Limitations & Future Work

  • The algorithm relies heavily on the quality of the surrogate Pareto front: if the GP hasn't learned well, \(\mathbf{Y}_c\) might be poorly selected, wasting iterations on impossible regions. NSGA-II may fail in many-objective scenarios (\(m>6\)); the authors suggest switching to NSGA-III.
  • Gap detection is based on current observation locations, making it sensitive to evaluation noise; noise-robust geometric metrics are an obvious next step.
  • The scalarization coefficient \(s\) in the subproblem is an under-discussed hyperparameter—too small may allow weak Pareto solutions, while too large might bias cEI toward a simple sum-of-objectives.
  • The OR constraints in the preference setting make the feasible region non-convex, warranting further study on the search efficiency of NSGA-II on such geometries.
  • vs qEHVI / TSEMO (HV-based): They maximize HV improvement, which is constrained by Auger's geometric bias and suffers from computational collapse when \(m\ge 4\); STAGE-BO bypasses HV entirely for uniform coverage and scalability.
  • vs ParEGO / TS-TCH (scalarization): Scalarization uses random weights; uniform weights do not yield uniform solutions.
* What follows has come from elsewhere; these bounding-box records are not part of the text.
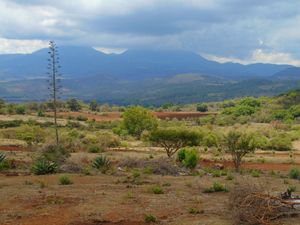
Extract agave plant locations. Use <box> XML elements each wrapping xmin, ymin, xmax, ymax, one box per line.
<box><xmin>93</xmin><ymin>155</ymin><xmax>111</xmax><ymax>173</ymax></box>
<box><xmin>0</xmin><ymin>153</ymin><xmax>6</xmax><ymax>163</ymax></box>
<box><xmin>32</xmin><ymin>160</ymin><xmax>57</xmax><ymax>175</ymax></box>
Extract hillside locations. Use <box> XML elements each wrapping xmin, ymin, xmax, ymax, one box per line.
<box><xmin>0</xmin><ymin>46</ymin><xmax>300</xmax><ymax>105</ymax></box>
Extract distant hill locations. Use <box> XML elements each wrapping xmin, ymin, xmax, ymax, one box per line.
<box><xmin>0</xmin><ymin>46</ymin><xmax>300</xmax><ymax>104</ymax></box>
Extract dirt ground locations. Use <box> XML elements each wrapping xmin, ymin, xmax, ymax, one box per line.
<box><xmin>0</xmin><ymin>172</ymin><xmax>300</xmax><ymax>225</ymax></box>
<box><xmin>48</xmin><ymin>112</ymin><xmax>216</xmax><ymax>122</ymax></box>
<box><xmin>0</xmin><ymin>149</ymin><xmax>300</xmax><ymax>225</ymax></box>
STAGE-BO finds gaps directly in the objective space geometry to solve clustering at the source.
  • vs DGEMO / MOBO-OSD / PDBO (Diversity Enhancement): These methods still use HV as the final selection signal or measure diversity in the input space; STAGE-BO measures diversity using fill distance in the output space, precisely aligning with the goal of Pareto front coverage.
  • vs qPOTS / COMBOO (Constrained MOBO): qPOTS measures diversity in the input space, and COMBOO uses UCB-based early stopping for feasibility; STAGE-BO seamlessly integrates hard constraints as PoF factors, offering stronger framework unification.

Rating

  • Novelty: ⭐⭐⭐⭐ While based on the classic \(\varepsilon\)-constraint method, the integration with fill distance and the unified framework for unconstrained/constrained/preference settings is novel.
  • Experimental Thoroughness: ⭐⭐⭐⭐ 14 benchmarks + DP-SGD real task + multiple ablations, covering \(m\) from 2 to 6.
  • Writing Quality: ⭐⭐⭐⭐ Theorem 4.2 provides the FD/IGD relationship as a theoretical anchor; sections for method, constraints, and preferences are clearly structured.
  • Value: ⭐⭐⭐⭐ Highly practical for engineering optimization (materials, robotics, private ML tuning); open-source code lowers the barrier to entry.